Je le guide jusque chez Mary. Personne ne répond quand je sonne à la porte d'entrée, pas même sa sorcière de tante. Une tonne de lettres dépasse de la boîte, et la pelouse est encore plus miteuse que le poil de mon chien Shep. Je contourne la maison et trouve un petit caillou à jeter contre une vitre à l'étage. Les lumières sont éteintes dans la chambre de Mary, et ses rideaux sont tirés. Je guette un signe de vie aux autres fenêtres. Toutes sont plongées dans le noir. La maison a l'air... sinistre. Je lâche le petit caillou que je tenais à la main.

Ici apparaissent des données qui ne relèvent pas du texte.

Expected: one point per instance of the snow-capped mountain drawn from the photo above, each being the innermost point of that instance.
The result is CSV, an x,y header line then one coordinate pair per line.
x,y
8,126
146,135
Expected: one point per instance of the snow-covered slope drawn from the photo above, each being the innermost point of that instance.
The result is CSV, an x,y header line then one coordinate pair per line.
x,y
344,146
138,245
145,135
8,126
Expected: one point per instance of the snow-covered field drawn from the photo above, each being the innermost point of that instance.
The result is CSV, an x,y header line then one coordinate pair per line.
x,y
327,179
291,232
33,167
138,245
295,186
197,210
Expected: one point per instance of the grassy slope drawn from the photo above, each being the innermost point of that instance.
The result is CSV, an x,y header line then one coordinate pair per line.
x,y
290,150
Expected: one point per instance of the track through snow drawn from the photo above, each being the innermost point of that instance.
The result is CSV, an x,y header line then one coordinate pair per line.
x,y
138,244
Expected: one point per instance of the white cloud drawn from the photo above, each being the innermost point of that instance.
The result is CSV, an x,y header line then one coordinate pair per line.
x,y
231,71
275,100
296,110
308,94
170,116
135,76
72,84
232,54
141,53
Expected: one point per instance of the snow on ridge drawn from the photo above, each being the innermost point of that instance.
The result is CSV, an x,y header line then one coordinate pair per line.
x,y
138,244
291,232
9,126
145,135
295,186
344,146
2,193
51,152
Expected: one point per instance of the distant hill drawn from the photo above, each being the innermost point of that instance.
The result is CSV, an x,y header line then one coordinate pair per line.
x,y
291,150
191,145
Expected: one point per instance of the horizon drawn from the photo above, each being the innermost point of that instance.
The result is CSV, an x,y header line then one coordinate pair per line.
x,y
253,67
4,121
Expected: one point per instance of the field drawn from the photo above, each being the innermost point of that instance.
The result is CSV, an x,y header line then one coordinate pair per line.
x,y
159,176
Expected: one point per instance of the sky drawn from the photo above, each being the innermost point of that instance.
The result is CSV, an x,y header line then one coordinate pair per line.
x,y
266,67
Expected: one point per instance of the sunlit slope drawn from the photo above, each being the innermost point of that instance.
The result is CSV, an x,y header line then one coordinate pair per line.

J'aurais aimé parler à Mary juste une seconde pour la rassurer. Elle n'a rien à se reprocher. Elle ne devrait pas se sentir mal pour ce qui est arrivé. Ce connard a eu ce qu'il méritait, purement et simplement. Maintenant que notre vengeance est accomplie, j'espère que Mary va pouvoir reprendre le cours de sa vie et ne plus laisser Reeve Tabatsky la gâcher une seconde de plus.